Staggs was on a minesweeping ship based in the Persian Gulf nation of Bahrain. The ship patrolled the gulf and rivers of Iraq and Iran looking for mines.

When Swanson heads to Iraq, his job will be working with a radar system that helps troops pinpoint where explosions and mortar attacks are coming from.

"It's the same, but different," Swanson said of their jobs.
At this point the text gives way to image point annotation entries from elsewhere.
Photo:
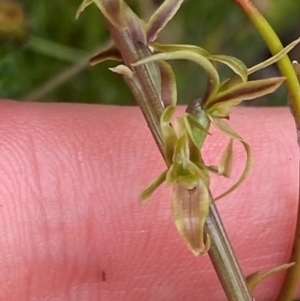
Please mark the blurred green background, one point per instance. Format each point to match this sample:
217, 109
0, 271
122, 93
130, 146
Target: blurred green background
44, 51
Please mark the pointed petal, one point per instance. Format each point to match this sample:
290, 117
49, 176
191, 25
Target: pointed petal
123, 70
135, 25
161, 17
233, 63
147, 192
109, 53
168, 84
214, 80
274, 58
83, 6
183, 170
177, 47
254, 279
190, 208
224, 127
244, 91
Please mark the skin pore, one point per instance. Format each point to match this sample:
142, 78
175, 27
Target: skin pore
71, 226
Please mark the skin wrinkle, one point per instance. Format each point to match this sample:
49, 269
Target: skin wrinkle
92, 228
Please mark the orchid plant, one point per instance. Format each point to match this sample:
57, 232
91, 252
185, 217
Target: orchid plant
181, 141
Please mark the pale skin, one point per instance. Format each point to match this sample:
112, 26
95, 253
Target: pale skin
71, 227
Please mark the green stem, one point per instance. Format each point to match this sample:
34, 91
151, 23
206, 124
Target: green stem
285, 66
292, 276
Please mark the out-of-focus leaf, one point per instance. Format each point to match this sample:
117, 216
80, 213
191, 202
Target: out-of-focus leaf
111, 9
178, 47
224, 127
190, 208
168, 84
170, 138
274, 58
161, 17
110, 53
147, 192
214, 80
254, 279
226, 163
236, 65
197, 130
244, 91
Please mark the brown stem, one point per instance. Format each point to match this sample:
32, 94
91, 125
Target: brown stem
221, 253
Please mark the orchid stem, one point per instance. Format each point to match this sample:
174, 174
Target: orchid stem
221, 253
292, 276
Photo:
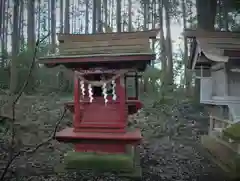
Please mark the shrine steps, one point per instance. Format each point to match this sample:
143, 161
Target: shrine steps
103, 152
128, 137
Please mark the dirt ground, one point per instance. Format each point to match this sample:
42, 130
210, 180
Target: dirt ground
170, 149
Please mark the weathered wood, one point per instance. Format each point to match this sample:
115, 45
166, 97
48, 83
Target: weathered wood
107, 36
102, 51
123, 42
96, 49
189, 33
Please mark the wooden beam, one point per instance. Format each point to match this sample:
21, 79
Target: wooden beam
189, 33
151, 34
110, 43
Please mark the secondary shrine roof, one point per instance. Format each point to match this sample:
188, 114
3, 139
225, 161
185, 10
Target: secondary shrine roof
111, 49
215, 46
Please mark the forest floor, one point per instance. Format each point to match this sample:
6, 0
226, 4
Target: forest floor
170, 149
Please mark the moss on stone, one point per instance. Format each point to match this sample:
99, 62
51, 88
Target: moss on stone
99, 161
233, 132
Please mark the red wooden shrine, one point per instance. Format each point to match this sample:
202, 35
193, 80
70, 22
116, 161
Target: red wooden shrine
101, 105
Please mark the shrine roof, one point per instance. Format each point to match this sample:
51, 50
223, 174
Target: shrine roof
102, 48
215, 46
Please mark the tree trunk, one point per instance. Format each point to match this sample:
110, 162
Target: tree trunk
53, 26
206, 13
66, 21
15, 48
187, 75
61, 16
170, 75
119, 19
129, 15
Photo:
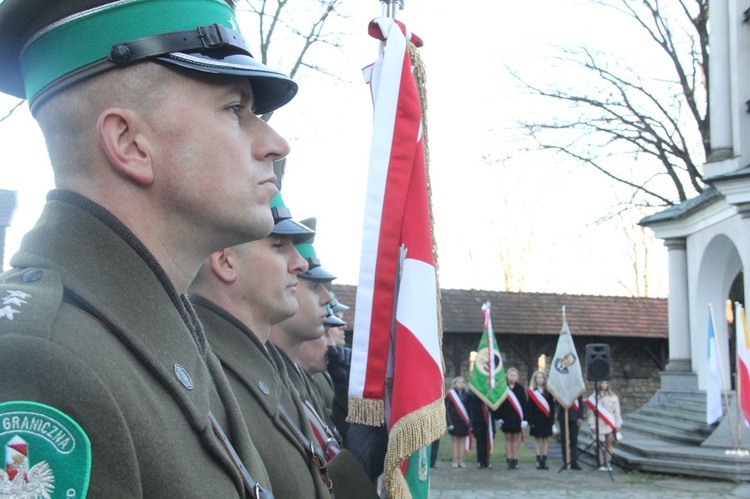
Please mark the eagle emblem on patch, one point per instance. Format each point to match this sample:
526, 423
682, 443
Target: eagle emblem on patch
14, 298
47, 454
19, 479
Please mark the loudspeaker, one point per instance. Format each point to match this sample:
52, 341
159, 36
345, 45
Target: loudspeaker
597, 361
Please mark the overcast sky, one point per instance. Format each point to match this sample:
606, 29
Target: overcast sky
483, 206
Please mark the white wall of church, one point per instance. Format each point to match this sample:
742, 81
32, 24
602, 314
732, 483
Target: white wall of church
714, 259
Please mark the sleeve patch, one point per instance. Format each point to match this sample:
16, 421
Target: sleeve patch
47, 454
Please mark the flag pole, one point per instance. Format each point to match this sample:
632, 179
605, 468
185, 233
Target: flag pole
738, 316
721, 375
567, 439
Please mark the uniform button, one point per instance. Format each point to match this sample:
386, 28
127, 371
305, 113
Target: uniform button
32, 275
183, 376
264, 388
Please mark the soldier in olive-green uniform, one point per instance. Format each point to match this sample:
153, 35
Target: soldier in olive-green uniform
108, 387
239, 294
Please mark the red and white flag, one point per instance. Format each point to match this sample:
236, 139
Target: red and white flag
396, 339
743, 362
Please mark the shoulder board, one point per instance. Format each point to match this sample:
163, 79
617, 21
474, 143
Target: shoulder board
29, 301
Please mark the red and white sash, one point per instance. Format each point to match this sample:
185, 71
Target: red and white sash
455, 399
515, 403
539, 400
490, 432
604, 415
323, 434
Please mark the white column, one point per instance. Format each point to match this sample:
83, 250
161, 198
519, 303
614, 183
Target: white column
719, 74
678, 308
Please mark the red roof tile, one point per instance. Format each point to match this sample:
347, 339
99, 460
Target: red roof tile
541, 313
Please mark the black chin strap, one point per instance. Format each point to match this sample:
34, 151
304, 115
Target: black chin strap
211, 37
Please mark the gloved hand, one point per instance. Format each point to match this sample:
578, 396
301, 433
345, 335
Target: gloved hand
339, 362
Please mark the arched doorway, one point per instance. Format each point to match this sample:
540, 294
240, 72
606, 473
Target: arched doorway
720, 278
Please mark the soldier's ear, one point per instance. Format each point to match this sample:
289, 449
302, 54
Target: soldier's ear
122, 140
223, 264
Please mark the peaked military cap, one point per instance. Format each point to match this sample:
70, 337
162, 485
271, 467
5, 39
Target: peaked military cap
48, 45
331, 320
315, 271
285, 226
337, 306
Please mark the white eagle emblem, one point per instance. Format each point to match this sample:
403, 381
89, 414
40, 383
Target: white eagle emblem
38, 486
16, 298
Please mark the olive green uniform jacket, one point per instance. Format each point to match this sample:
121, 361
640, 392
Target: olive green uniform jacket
346, 471
99, 337
260, 391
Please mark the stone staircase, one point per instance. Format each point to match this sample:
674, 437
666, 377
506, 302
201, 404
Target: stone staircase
670, 435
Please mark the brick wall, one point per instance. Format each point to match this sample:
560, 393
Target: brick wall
635, 362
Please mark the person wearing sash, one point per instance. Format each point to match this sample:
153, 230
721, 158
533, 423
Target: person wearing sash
459, 422
483, 428
511, 417
607, 404
541, 417
575, 420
Both involve locating explosives.

Day by day

Staggs said that when Swanson gets to Iraq, he can count on being around a lot of troops who don't want to be there.

"Morale over there is probably gonna suck," Staggs said.

The most important thing is to turn a deaf ear to the soldiers who complain about being there, Staggs said.

"Take it one day at a time," he said. "Don't count down the days."

Lots of showers

Swanson isn't sure whether he will be deployed to Fallujah or Ramadi next month.

But one thing he can be sure of is that he will land in Iraq at the start of the hottest period of the year.

Staggs said that in the 130-degree heat of Iraq, Swanson can count on sweating, a lot.

"You'll find a lot of stinky people over there," Staggs said.

Every chance Swanson gets to take a shower, Staggs said he should jump at it.

Drinking plenty of water is crucial and Swanson's CamelBak (the backpack that carries his water) will become one of his most important pieces of equipment, Staggs said.

Turn the other cheek

In Bahrain, Staggs said, it wasn't uncommon for local citizens to dislike the American presence and heckle soldiers.

When Swanson is in Iraq, he can expect similar treatment, Staggs said.

The best thing soldiers can do is let the heckling roll off their backs, he said.

"I just bite my tongue and turn around and walk away," Staggs said.

Plus, the language barrier makes dealing with locals a challenge, he said.

Swanson's fiancee, Chrissy Rubillo, said she bought him some Arabic language tapes to help him overcome the language barrier.

Swanson said he has been trying not to think too much this week about going to Iraq.

But he says he isn't overly nervous about his seven-month deployment.

"I'm sure I'll see some interesting things over there," he said.